They ran and jumped, danced and sang, laughed and cheered – just like hundreds of other grade school kids at summer camp in San Diego. But, the 300 lucky third- through fifth-graders that are attending the “Summer Engineering Experience for Kids” (SEEK) on the San Diego State University campus, are doing – and learning – a lot more than that.
This is only the second summer the free, three-week SEEK camp has been offered in San Diego and SDG&E again is a major sponsor of the program. The National Society of Black Engineers (NSBE) came up with the idea back in 2007 to increase student’s aptitude in math and science as well as their interest in pursuing science, technology, engineering, and math (STEM) career fields by engaging in interactive, team-based engineering projects. NSBE has facilitated the start of a number of camps both in the Midwest & East Coast. Last year was the first SEEK camp on the West Coast.
“The goal of the camp is to provide minority kids with role models who can show them that ‘A&E’ in our underserved communities doesn’t have to stand for athletes and entertainers; it also can mean ‘academic excellence,’” said Carl Mack, executive director of NSBE.
“SEEK is such an innovative program,” said Mike Niggli, SDG&E’s president and chief operating officer. “College students who are NSBE members serve as mentors who engage these young minds through hands-on projects to learn the fundamentals of math, science, and engineering. I’ve seen these kids in action and their energy and enthusiasm are good indicators that learning these subjects can be fun!”
Niggli challenged three SDG&E engineers to develop an “energy-related” piece of the curriculum for this summer’s SEEK camp. Kazeem Omidiji, an associate engineer on the Sunrise Powerlink project, Christian Henderson, an engineer II in Grid Operations and Henry Cobb, an engineer II in Distribution Operations, came up with the idea of building a mini, solar-powered car. The trio collaborated on securing the vehicle design, which sports a solar panel about the size of a credit card. They also wrote the lesson plan and construction directions, and taught the module to the mentors, who then educated the students and challenged the students to design their own car body.

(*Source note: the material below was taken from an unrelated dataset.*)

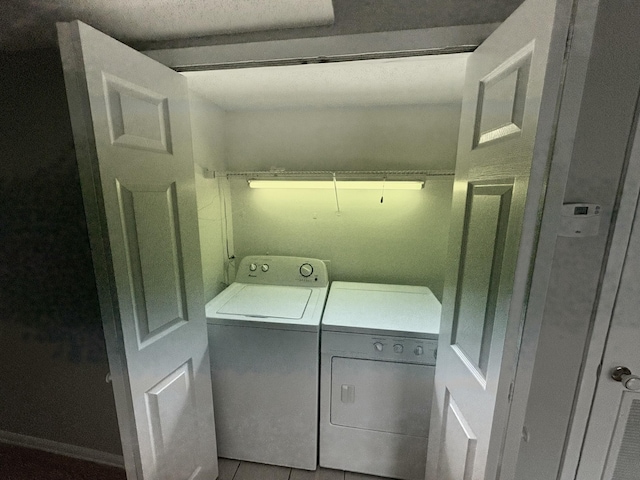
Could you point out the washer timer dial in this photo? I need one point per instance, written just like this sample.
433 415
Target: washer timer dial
306 270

“As the kids built the models, they learned basic math and power engineering concepts, and when they raced their customized cars, the vehicles were judged on speed, weight and accuracy,” said Omidiji.
“It’s a great feeling to watch the kids have so much fun putting their cars together and then racing them,” said Cobb. “I think I’ve had almost as much fun as they have and it’s nice to know you’re helping prepare these students for a possible future career as a scientist or engineer.”
The local SEEK camp is made possible thanks to contributions from companies including SDG&E, Solar Turbines, Northrup Grumman, San Diego State University, Life Technologies and Accurate Engineering. This year, the U.S. Marines was a major supporter to the camp.
“Like SDG&E, other employers in the energy and technology industries, as well as the military, are aware we need to keep the workforce pipeline filled with young people who have the right set of skills to meet the challenges of the future,” said Niggli.